Les chercheurs ont illuminé les grains artificiels avec un rayonnement ultraviolet, un processus qui déclenche généralement des réactions chimiques entre les molécules et qui se produit également naturellement dans les vrais nuages. Lorsqu'ils ont analysé la composition chimique des grains, ils ont constaté la formation d'acides aminés. L'équipe américaine a détecté de la glycine, de l'alanine et de la sérine, tandis que l'équipe européenne a répertorié jusqu'à 16 acides aminés. Les différences ne sont pas considérées comme pertinentes car elles peuvent être attribuées à des différences dans les ingrédients initiaux. Selon les auteurs, ce qui est pertinent, c'est la démonstration que les acides aminés peuvent effectivement se former dans l'espace, en tant que sous-produit de processus chimiques qui se produisent naturellement dans les nuages ​​interstellaires de gaz et de poussière.

Max P. Bernstein de l'équipe des États-Unis souligne que le gaz et la poussière dans les nuages ​​interstellaires servent de «matière première» pour construire des étoiles et des systèmes planétaires comme le nôtre. Ces nuages ​​«ont des milliers d'années-lumière de diamètre; ce sont de vastes réacteurs chimiques omniprésents. Comme les matériaux à partir desquels tous les systèmes stellaires sont fabriqués passent à travers de tels nuages, les acides aminés auraient dû être incorporés dans tous les autres systèmes planétaires, et donc disponibles pour l'origine de la vie. »

La vision de la vie comme événement commun serait donc favorisée par ces résultats. Cependant, de nombreux doutes subsistent. Par exemple, ces résultats peuvent-ils vraiment être un indice de ce qui s'est passé il y a environ quatre milliards d'années sur la Terre primitive? Les chercheurs peuvent-ils être vraiment convaincus que les conditions qu'ils recréent sont celles de l'espace interstellaire?

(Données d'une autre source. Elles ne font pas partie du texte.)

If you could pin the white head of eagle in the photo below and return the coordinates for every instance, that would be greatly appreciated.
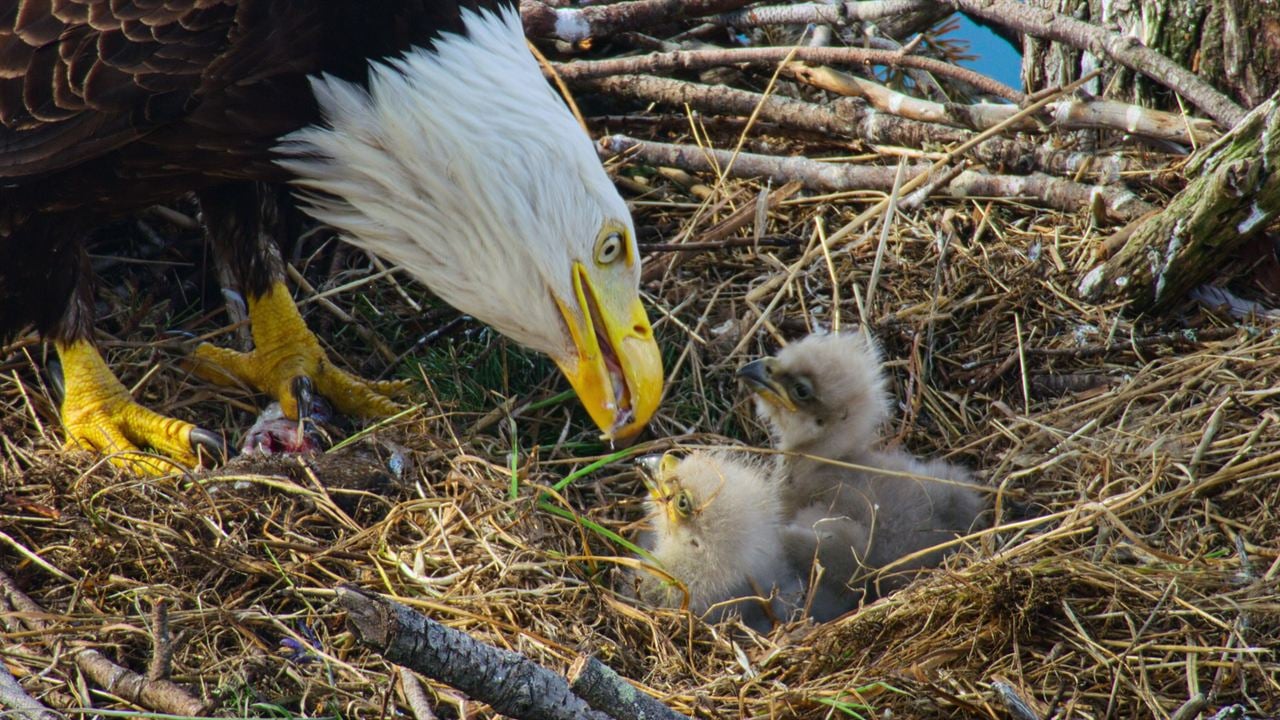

Guillermo M. Mu? Oz Caro de l'équipe européenne écrit que «plusieurs paramètres doivent encore être mieux contraints (…) avant qu'une estimation fiable de la livraison extraterrestre d'acides aminés à la Terre primitive puisse être faite. À cette fin, l'analyse in situ des matériaux cométaires sera réalisée dans un proche avenir par des sondes spatiales telles que Rosetta… »

L’intention de l’engin spatial Rosetta de l’ESA est de fournir des données clés pour cette question. Rosetta, qui sera lancée l'année prochaine, sera la toute première mission à orbiter et à atterrir sur une comète, à savoir la comète 46P / Wirtanen. À partir de 2011, Rosetta aura deux ans pour examiner en détail la composition chimique de la comète.

Comme l'a déclaré le scientifique du projet de Rosetta, Gerhard Schwehm, "Rosetta transportera des charges utiles sophistiquées qui étudieront la composition de la poussière et du gaz libérés du noyau de la comète et aideront à répondre à la question: les comètes ont-elles apporté de l'eau et des matières organiques sur Terre?"

Si les acides aminés peuvent également se former dans l'espace au milieu des étoiles, comme le suggèrent les nouvelles preuves, la recherche devrait également se concentrer sur la chimie dans l'espace interstellaire. C’est exactement l’un des principaux objectifs des astronomes qui se préparent pour le télescope spatial Herschel de l’ESA.

Herschel, avec son impressionnant miroir de 3,5 mètres de diamètre (le plus grand de tous les télescopes spatiaux d’imagerie) devrait être lancé en 2007. L’une de ses forces est qu’il «verra» une sorte de rayonnement qui n’a jamais été détecté auparavant. Ce rayonnement est de l'infrarouge lointain et de la lumière submillimétrique, précisément ce que vous devez détecter si vous recherchez des composés chimiques complexes tels que les molécules organiques.